In today's NHL, you don't win a championship without at least one incredibly talented defenseman. Since the lockout, nearly every Stanley Cup-winning team has been led from the blueline by one of the elites in the game.
The Los Angeles Kings had Drew Doughty in contention for playoff MVP. Last year it was the Boston Bruins' seven-footer, Zdeno Chara. Before that, Duncan Keith, Nicklas Lidstrom, Scott Niedermayer and Chris Pronger all raised the greatest trophy in sports for their respective teams, every one of them a Norris Trophy (given annually to the league's best defenseman) winner.
Only the 2008/09 Pittsburgh Penguins and the 2005/06 Carolina Hurricanes didn't follow this trend, and their respective opponents came to the Finals with Lidstrom and Pronger, respectively. But the NHL has gotten the message: get yourself a big, skilled defenseman, and ride him to a title.
That was the thinking behind Philadelphia Flyers GM Paul Holmgren bringing Pronger to town on a multi-year deal in 2009. A once-in-a-generation talent at his position, the 6' 6" veteran brought the franchise within two games of a title in 2010, and was named team captain the following year.
Now Pronger suffers from post-concussion syndrome due to being struck in the head with a puck at the beginning of the 2011/12 season.
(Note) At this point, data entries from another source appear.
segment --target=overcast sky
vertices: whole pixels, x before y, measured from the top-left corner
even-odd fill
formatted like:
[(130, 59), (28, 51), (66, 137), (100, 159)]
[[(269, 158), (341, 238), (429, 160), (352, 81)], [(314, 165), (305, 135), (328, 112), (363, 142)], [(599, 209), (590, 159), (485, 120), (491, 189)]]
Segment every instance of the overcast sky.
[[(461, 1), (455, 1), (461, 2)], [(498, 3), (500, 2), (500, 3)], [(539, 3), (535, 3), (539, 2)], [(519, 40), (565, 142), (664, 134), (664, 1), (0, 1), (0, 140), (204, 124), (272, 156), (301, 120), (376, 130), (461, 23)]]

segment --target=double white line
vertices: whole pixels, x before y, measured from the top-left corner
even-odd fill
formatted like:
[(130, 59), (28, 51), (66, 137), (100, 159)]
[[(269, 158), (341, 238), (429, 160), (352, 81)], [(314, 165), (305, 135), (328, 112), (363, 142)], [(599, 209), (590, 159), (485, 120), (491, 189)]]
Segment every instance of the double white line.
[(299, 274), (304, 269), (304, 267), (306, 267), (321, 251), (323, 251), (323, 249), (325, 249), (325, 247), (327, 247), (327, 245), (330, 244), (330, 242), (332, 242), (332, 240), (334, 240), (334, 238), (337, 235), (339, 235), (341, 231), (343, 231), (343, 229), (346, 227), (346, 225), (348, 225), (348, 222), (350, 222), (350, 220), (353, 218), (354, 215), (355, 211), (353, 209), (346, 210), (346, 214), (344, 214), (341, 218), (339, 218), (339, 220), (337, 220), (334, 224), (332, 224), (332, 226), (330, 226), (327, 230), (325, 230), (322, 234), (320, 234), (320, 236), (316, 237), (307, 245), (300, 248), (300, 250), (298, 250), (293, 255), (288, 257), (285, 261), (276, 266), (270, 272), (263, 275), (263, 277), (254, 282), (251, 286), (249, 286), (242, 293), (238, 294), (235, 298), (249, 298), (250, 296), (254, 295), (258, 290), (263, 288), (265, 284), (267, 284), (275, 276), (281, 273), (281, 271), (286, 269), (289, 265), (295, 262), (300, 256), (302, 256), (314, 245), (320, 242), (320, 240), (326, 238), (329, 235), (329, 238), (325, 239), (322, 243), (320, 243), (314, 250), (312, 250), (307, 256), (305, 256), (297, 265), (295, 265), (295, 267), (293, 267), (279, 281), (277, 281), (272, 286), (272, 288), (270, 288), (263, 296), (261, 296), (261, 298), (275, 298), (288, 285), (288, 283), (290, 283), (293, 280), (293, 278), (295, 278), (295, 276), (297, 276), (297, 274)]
His career may be over. And after a one-and-done playoff run this year, in which the Flyers played everything but defense in front of their $51 million goaltender, Ilya Bryzgalov, the club's front office went into the trade market looking to improve its back end this summer.
One thing that sets the Flyers franchise apart from nearly every other Philadelphia sports team is its unapologetic spending. When Terry Pegula, the new oil-baron owner of the Buffalo Sabres, promises his fans he'll buy his small-market team into the game, Flyers owner Ed Snider is already at the same table, tipping out the cocktail waitress with big-money chips.
And there's no better investment than a player like Shea Weber.
The soon-to-be-26-year-old goes about 6' 4", 234, has one of the hardest slapshots of any player in the game, and is an annual Norris Trophy finalist. In his 480-game NHL career, Weber has 99 goals and has been a dominating physical presence for the Nashville Predators. He's a leader in the locker room, the team captain, and won an Olympic gold medal on the same Team Canada squad that Pronger did.
And he clearly wants out of town after watching his defense partner, Ryan Suter, hit the bricks, signing a $98 million contract of his own in Minnesota.
For the Flyers, the move would give them the anchoring presence they enjoyed for only one season with Pronger in the package of a guy eight years his junior. No other free-agent acquisition they have made in the past ten years, not even the signing of Peter Forsberg, would be as significant as this to the club. Weber's $110 million offer sheet would lock him up in orange and black for the next 14 years. In the prime of his career. In Philadelphia.
If Nashville matches the offer, the Flyers get nothing but the chance to take their millions and try to find a way to work out deals for young guns Bobby Ryan or Rick Nash, two upper-echelon scoring forwards, to fill the hole left by the departure of Jaromir Jagr for Dallas.
Ryan and Nash would be welcome additions to any hockey club. Goal-scoring is always at a premium, and those two know how to pot 'em. But Weber is a game-changer who makes the team an instant, perennial contender for the next eight-to-10 years.
Flyers fans, you're less than a week away from knowing for sure whether you can officially celebrate.